Depardieu blasts French PM for calling Belgium move pathetic
FRENCH ACTOR Gerard Depardieu yesterday launched a blistering verbal assault on French Prime Minister Jean-Marc Ayrault for calling his decision to move to Belgium pathetic.
“Pathetic, you said pathetic? How pathetic is that?” Depardieu wrote in an open letter. “I am leaving because you believe that success, creation, talent, anything different must be sanctioned,” the Cyrano de Bergerac star said. He claimed he had paid a total of €145m in taxes since he started work at 14, as a printer.
Depardieu recently bought a house in the Belgian border village of Nechin, where 27 per cent of residents are French nationals, after President Francois Hollande’s socialist government passed a welter of eye-watering tax increases.
But a succession of political figures have attacked his decision, including Prime Minister Ayrault and Culture Minister Aurelie Filipetti, who pointed out that public money is lavished on the French film industry, and labelled the popular and trenchant public figure a deserter.
“When we abandon the ship and desert in the middle of an economic war, then you don’t come back and give morality lessons,” she told a French TV channel.
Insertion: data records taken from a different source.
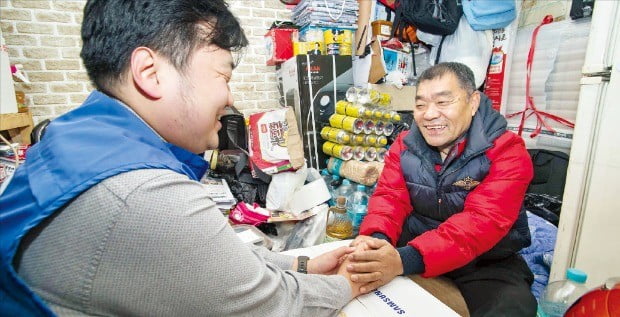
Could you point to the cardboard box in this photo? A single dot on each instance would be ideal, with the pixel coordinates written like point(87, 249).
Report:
point(312, 84)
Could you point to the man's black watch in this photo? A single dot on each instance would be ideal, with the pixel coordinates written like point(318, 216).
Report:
point(302, 264)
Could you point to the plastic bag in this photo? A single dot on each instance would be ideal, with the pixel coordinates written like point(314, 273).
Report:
point(310, 231)
point(472, 48)
point(282, 187)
Despite the tax hikes, wealthy UK citizens are considering moving to France, according to data from Lloyds TSB this morning. Some 22 per cent of millionaires would consider leaving the UK in the next two years, Lloyds said.
And across the whole sample – including people worth over £250,000 – a fifth cited France as the country they would most like to move to. But this was likely down to the weather, the data suggested, with 63 per cent saying poor UK weather was a key reason to move.